Tinta Media - Kasus bullying kembali mewarnai dunia pendidikan, terus berulang seperti tak ada habisnya. Setahun silam, seorang siswa di Tasikmalaya, Jawa Barat meninggal dunia akibat menerima bullying secara fisik, seksual, dan psikologis.
Komisi Perlindungan Anak Indonesia mengategorikan bahwa tindakan bullying ini termasuk yang terberat dan terkompleks. Meski demikian, kasus bullying terus berlanjut.
Akhir Juli kemarin, di Banjarmasin, seorang siswa Sekolah Menengah Atas tega menusuk temannya dengan senjata tajam hingga tak berdaya. Penusukan ini dilatarbelakangi dendam tersangka terhadap korban yang terus membullynya sejak duduk di bangku SMP.
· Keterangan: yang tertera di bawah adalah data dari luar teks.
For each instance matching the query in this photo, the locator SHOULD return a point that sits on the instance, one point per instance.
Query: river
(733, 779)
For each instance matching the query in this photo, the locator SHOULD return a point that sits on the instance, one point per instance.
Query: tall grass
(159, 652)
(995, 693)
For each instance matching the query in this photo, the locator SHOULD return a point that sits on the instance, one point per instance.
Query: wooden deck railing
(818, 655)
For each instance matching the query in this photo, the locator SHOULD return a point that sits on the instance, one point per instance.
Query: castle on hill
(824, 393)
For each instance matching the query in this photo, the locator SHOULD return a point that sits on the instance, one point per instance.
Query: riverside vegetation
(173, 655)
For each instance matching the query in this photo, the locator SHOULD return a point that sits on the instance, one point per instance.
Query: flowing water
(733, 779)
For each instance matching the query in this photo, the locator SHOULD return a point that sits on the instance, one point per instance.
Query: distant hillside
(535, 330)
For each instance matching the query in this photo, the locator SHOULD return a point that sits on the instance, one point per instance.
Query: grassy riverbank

Pertengahan September kemarin, seorang siswa sekolah dasar di Gresik, Jawa Timur mengalami luka di mata sebelah kanan setelah ditusuk dengan tusuk sate oleh kakak kelasnya. Latar belakangnya adalah pemalakan kakak kelas kepada korban. Korban juga mengalami trauma dan tidak berani untuk masuk sekolah. (Okezone.com)
Memasuki akhir September, di Cemanggu, Cilacap, Jawa tengah, dunia maya kembali dihebohkan dengan video bullying siswa Sekolah Menengah Pertama. Korban bahkan mengalami cedera patah tulang rusuk. Tindakan ini dilatarbelakangi karena tersangka tidak terima dengan pernyataan korban yang mengakui sebagai anggota kelompoknya. (Liputan6.com)
Di berbagai tingkat pendidikan, bullying seolah menjadi budaya waris yang turun-menurun. Berbagai bentuk bullying, baik secara verbal maupun fisik sering dilakukan siswa yang dianggap 'kuat' terhadap siswa yang dianggap 'lemah'. Bullying dalam bentuk apa pun tentu bukan hal yang dibenarkan.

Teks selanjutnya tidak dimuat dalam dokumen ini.